Internal DNS errors caused DBT jobs and setup tests to fail in AWS East region.
2024-03-19 21:14:00
Ticket created by a customer through our ticketing system.
2024-03-19 23:28:00
Issue escalated to Fivetran site reliability team.
2024-03-19 23:39:00
The spike in error(-2, 'Name or service notknown') started around 1:40 PM PST.
2024-03-20 1:14:00
One AWS host containing coredns pod went above 100% CPU and all the pods on that node were not working. The issue was coredns pod was in running state but was not able to service any requests. Hence we were high likely getting 1/6 errors with our services. Once the faulty node was figured out, we cordoned and drained that node. Draining of node resulted in faulty coredns pod to be rescheduled and the error count went to zero.
We noticed spike in DNS lookup failures. DNS was not entirely down, but failing some percent of the time, causing test-runner and transformations to fail. Issue only happened in us-east-1 region, which is our largest AWS region.
It was isolated to a node where core-dns pods are running along with either test-runner or transformations (dbt-runner, scheduler,etc). Further investigation pointed to, when a node started failing, these nodes only have 2 cores, and 4 DBT jobs are able to saturate CPU.
DBT jobs were not requesting enough CPU to trigger an autoscale. CPU and memory limit were tweaked. Also max node count was increased. A new dashboard was made to monitor and ensure the limit increase worked as expected.
After tweaking the CPU limits it created another issue which was due to lack of resources and was widespread across at least 3 regions this time.

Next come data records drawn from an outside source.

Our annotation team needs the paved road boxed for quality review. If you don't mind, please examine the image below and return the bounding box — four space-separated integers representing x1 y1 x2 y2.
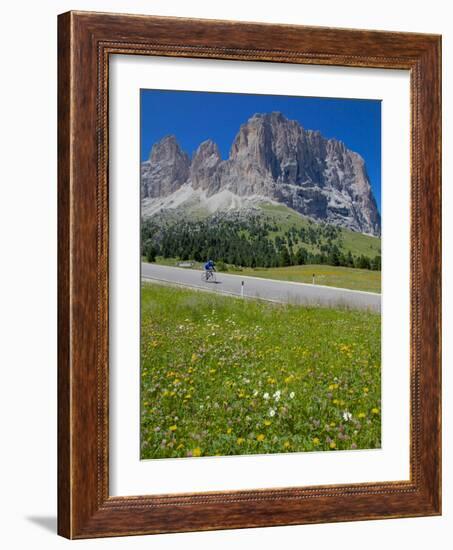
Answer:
142 263 381 312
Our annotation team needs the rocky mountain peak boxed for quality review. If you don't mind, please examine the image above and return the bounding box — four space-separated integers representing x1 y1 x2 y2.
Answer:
142 112 381 235
141 135 190 197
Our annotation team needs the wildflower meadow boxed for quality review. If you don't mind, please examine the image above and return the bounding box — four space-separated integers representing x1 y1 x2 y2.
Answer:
141 283 381 459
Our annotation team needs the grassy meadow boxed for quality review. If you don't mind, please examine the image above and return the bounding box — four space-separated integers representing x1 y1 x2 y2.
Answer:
142 256 381 293
241 265 381 293
141 283 381 459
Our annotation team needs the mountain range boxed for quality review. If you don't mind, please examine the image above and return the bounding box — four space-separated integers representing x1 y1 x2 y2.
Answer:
141 112 381 236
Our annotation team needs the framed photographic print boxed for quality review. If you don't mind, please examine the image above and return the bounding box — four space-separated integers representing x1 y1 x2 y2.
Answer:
58 12 441 538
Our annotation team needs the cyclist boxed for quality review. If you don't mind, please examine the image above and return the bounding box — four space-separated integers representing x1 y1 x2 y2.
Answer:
204 260 215 279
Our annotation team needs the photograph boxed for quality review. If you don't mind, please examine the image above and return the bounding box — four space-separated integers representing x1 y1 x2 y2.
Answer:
137 89 382 460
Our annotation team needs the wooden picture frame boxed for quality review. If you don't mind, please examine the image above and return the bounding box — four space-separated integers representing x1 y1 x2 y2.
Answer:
58 12 441 538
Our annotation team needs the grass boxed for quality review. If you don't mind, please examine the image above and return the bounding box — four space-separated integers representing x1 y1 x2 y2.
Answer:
241 265 381 293
260 203 381 257
142 256 381 293
141 283 381 459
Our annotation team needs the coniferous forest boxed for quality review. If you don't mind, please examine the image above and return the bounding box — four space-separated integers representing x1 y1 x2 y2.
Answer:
141 212 381 271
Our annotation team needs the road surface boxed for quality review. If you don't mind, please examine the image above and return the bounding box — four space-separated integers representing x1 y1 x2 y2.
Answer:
141 263 381 312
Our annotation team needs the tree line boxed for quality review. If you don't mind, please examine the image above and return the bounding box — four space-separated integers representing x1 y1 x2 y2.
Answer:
141 214 381 271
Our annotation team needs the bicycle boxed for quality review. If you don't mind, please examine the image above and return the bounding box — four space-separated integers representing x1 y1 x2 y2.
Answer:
201 269 216 283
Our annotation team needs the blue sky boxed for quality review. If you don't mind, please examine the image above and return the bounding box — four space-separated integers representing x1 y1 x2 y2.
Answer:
140 90 381 211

This time around, this did trigger autoscaling (more nodes got added ).
As a result, to mitigate the lack of resources issue, new nodepool with bigger instance type was created (m5.4xlarge) and dbt cpu request limits were adjusted.
To make it even more stable, a dedicated nodepool for coredns pods was created. Having them isolated means we can be certain that if something goes wrong on the worker nodes, the core nodes will be unaffected.
This also adds the ability to test how autoscaler reacts to high load from dbt-runner.